In order to use the design flow for U-NIC based SoC, minor modification to the platform architect can be conducted since every processing element can have its own internal memory and the NI in every tile can be mapped to the same NI, but the scheduling remains a major difference that require substantial modification in the proposed design flow. However, if U-NIC arbiters can provide the same guarantees of the TDMA scheduler, then the design flow can be modified for U-NIC use.

Due to the mentioned differences, the proposed design flow and the SDF³ tool capabilities in generating the design space of a SoC cannot be used for U-NIC based SoC design as is in this assignment. However, the SDF³ tool can still be used for analyzing the throughput and latency of a system that is modeled in an SDFG.

In this report we present a method to model, map and schedule a multimedia application onto U-NIC based SoC. The results is an SDFG of the SoC that can be analyzed via the SDF³ tool.

4.1 SDF³ Tool

SDF³ is the implementation of the SDFG-based design flow and analysis algorithms in [26]. The input to the tool is the streaming application SDFG and platform architecture both in XML format.
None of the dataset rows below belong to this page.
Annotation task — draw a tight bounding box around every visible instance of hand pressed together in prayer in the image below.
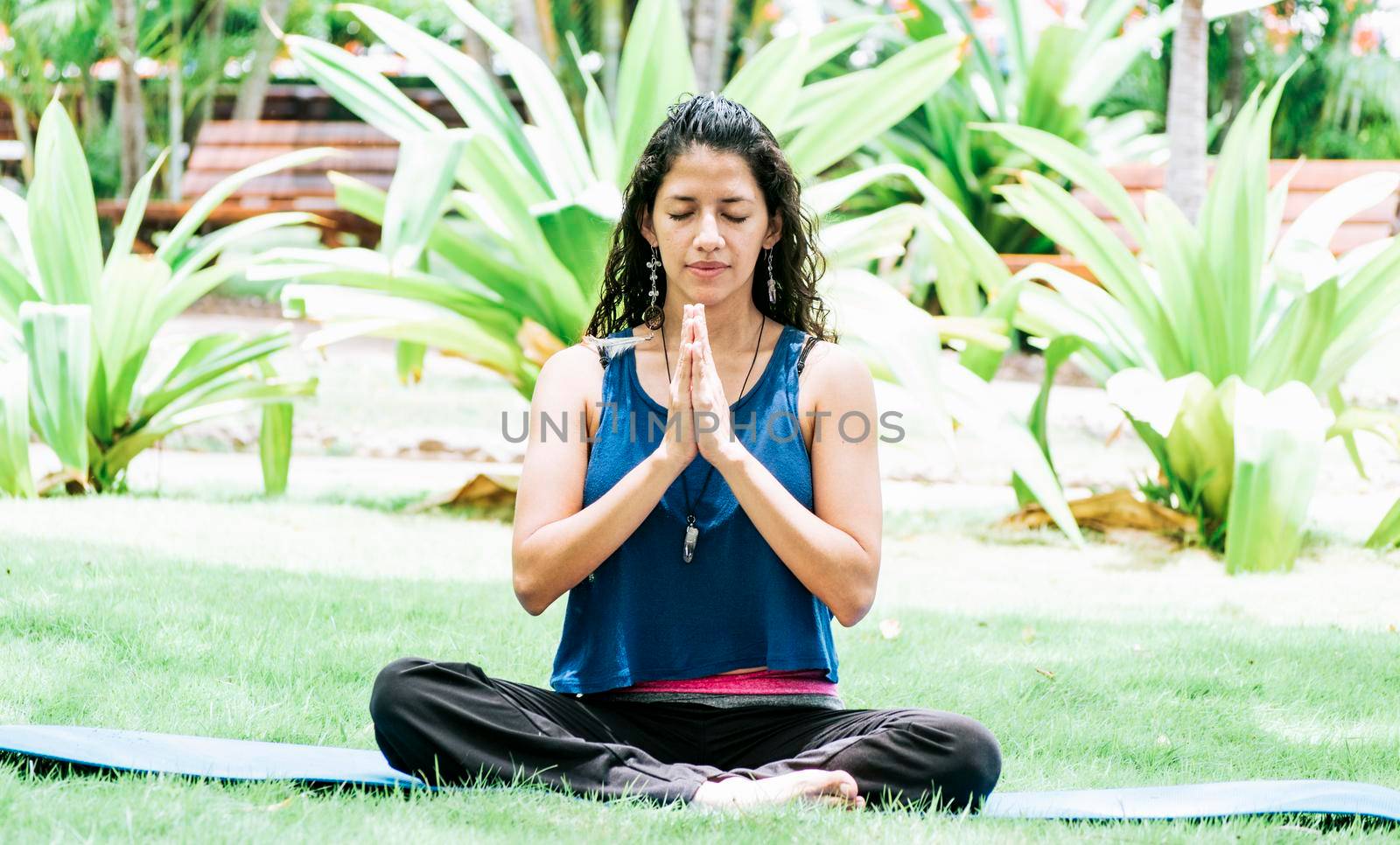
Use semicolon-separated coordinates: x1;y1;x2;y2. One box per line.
681;304;746;464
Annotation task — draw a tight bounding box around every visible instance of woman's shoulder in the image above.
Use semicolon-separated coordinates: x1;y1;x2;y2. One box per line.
798;332;871;386
535;340;602;404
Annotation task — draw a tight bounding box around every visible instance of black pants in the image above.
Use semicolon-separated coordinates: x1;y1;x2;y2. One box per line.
369;658;1001;810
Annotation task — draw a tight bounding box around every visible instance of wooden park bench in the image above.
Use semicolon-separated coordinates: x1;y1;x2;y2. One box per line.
1001;158;1400;281
98;121;399;246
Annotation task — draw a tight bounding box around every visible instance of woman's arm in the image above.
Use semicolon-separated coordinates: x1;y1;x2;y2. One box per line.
716;343;884;628
511;346;689;616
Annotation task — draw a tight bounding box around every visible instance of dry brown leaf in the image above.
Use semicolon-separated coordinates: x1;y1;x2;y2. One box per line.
1001;490;1197;537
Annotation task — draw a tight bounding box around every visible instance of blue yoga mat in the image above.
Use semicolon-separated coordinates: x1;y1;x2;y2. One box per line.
0;724;1400;821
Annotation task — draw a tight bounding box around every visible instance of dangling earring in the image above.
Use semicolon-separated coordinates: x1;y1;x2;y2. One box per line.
768;249;779;304
641;246;663;329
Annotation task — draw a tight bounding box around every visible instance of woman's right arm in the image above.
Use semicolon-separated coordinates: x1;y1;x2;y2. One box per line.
511;337;690;616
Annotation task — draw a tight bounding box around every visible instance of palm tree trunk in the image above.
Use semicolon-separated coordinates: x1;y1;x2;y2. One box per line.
10;96;33;185
598;0;621;109
184;0;224;144
1222;12;1251;138
234;0;289;121
690;0;733;91
511;0;558;67
1166;0;1206;221
165;0;185;201
112;0;145;198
Example of the XML input files are included in the tool software package [28]. The tool performs automatically the steps described in the design flow and as output it generates a complete state of the design flow in XML. The outputted design flow provides the tile binding, NoC routing and scheduling. It is possible for the designer to modify the output file manually in order to change the design flow suggested by the tool.

SDF³ implements various techniques and algorithms. The algorithms are outside the scope of this report, however for the purpose of the experiments performed in this report, a brief introduction to the algorithms for the throughput and latency analysis is provided, where more details can be found in [26] [16] [27] [15].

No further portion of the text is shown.